11. Mantente activa: No sólo debes estar en movimiento dentro del gimnasio sino también fuera de él. Intenta mantenerte activa la mayor parte del tiempo: si trabajas en una oficina, sentada en un escritorio, párate y muévete cada cierto tiempo, o busca cosas que hacer como subir las escaleras para ir a otra oficina, mandar a imprimir documentos a la impresora más lejana, o salir a caminar por 10 minutos durante la hora de almuerzo. Lo mismo se aplica para otros escenarios; en casa por ejemplo, párate y arregla tu cuarto, y camina mientras hablas por teléfono. 

12. Ejercítate regularmente: 
Es importante que lo hagas todos los días. Se recomienda que completes un mínimo de 30 minutos de actividad aeróbica (por ejemplo, caminar, correr, hacer bicicleta o  elíptica), al menos 3 veces por semana y que realices ejercicios de fuerza (pesas, Pilates, TRX) al menos 2 veces por semana. La actividad aeróbica fortalece tu sistema cardiovascular y esto te permite tener más energía y capacidad de realizar actividades cotidianas, como subir y bajar escaleras, y no quedarte sin aliento. Los ejercicios cardiovasculares te mantienen ágil. Por otra parte, los de fuerza te dan energía al trabajar tus músculos, permitiéndote realizar actividades que requieran el uso de fuerza sin lesionarte. Estos ejercicios también contribuyen a la estabilidad y equilibrio. Además, aumentan el tejido ‘magro’ (sin grasa) y ayudan a acelerar tu metabolismo y a mantenerte en forma.

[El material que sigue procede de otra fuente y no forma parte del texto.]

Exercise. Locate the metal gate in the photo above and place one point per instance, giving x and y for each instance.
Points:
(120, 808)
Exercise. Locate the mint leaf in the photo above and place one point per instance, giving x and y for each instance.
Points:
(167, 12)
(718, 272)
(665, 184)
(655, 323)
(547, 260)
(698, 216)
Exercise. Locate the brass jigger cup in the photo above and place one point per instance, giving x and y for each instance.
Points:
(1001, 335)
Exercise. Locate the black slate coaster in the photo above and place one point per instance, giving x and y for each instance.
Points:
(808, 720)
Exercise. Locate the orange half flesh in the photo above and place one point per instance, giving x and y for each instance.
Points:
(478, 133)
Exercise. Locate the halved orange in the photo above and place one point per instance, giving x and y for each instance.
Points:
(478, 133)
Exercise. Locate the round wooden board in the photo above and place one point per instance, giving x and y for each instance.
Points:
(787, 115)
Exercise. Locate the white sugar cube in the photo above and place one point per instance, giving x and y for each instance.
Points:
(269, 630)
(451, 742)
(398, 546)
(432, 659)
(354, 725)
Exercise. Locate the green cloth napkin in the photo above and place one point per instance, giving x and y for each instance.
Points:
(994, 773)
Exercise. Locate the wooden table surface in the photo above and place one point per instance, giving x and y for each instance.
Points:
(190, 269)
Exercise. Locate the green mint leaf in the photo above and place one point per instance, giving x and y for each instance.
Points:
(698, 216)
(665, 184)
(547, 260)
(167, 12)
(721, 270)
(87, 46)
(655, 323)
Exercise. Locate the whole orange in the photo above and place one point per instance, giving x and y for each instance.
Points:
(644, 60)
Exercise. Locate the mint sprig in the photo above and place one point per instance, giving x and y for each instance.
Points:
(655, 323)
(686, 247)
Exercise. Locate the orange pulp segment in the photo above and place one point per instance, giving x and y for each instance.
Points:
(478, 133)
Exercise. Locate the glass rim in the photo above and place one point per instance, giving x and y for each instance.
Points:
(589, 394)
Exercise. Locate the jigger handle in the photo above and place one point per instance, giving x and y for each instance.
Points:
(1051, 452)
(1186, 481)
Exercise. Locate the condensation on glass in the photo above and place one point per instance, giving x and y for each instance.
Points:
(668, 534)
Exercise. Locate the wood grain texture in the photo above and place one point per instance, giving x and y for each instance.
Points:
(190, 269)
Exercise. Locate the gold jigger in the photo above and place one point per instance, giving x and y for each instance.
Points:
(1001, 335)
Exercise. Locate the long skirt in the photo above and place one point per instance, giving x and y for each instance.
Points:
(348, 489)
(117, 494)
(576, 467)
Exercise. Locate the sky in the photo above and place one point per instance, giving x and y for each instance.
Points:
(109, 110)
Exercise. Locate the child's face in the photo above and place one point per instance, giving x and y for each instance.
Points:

Si te sientes estresada, aprende a decir no a nuevas presiones; analiza qué amerita tu preocupación y qué puedes dejar de lado.

13. Controla el estrés: 
¿Sabías que está relacionado con la enfermedad e incluso con la obesidad? El estrés reduce tus defensas y la capacidad de tus anticuerpos para combatir enfermedades e infecciones. Además, causa que tu estómago libere jugos gástricos que pueden ocasionar gastritis. Finalmente, cuando estás estresada puedes comer en exceso o comer menos de lo necesario y, en ambos casos, alteras tu peso de manera poco saludable.

14.Aprende a decir ‘NO’: 
Tu cuerpo siempre sabe cómo decirte lo que necesita, y debes respetarlo. Si estás muy cansada porque has tenido varias noches con pocas horas de sueño, aprende a decir NO a otra mala noche; desconéctate de todo y esfuérzate por tener un sueño profundo y largo. Si has comido bastante durante el día y tu cuerpo te dice que está satisfecho, aprende a decir NO a más comida; no debes comer si en verdad no tienes hambre. Si te sientes estresada, aprende a decir NO a nuevas presiones; analiza qué amerita tu preocupación y qué puedes dejar de lado o para más tarde. Saber decir NO a todo aquello que te hace o te va a hacer daño es saber decir SÍ a tu salud, tanto física como mental.

15. Duerme bien:
La falta de sueño ha sido relacionada co la obesidad, ya que dormir poco crea un desbalance en las hormonas leptina y grelina. Estudios revelan que, como consecuencia, individuos que duermen poco tienden a tener alteraciones en el apetito que contribuyen a un mayor índice de masa corporal. Adicionalmente, la falta de sueño se refleja en menor energía para estar activa y ejercitarte durante el día, lo cual también lleva a un aumento de peso.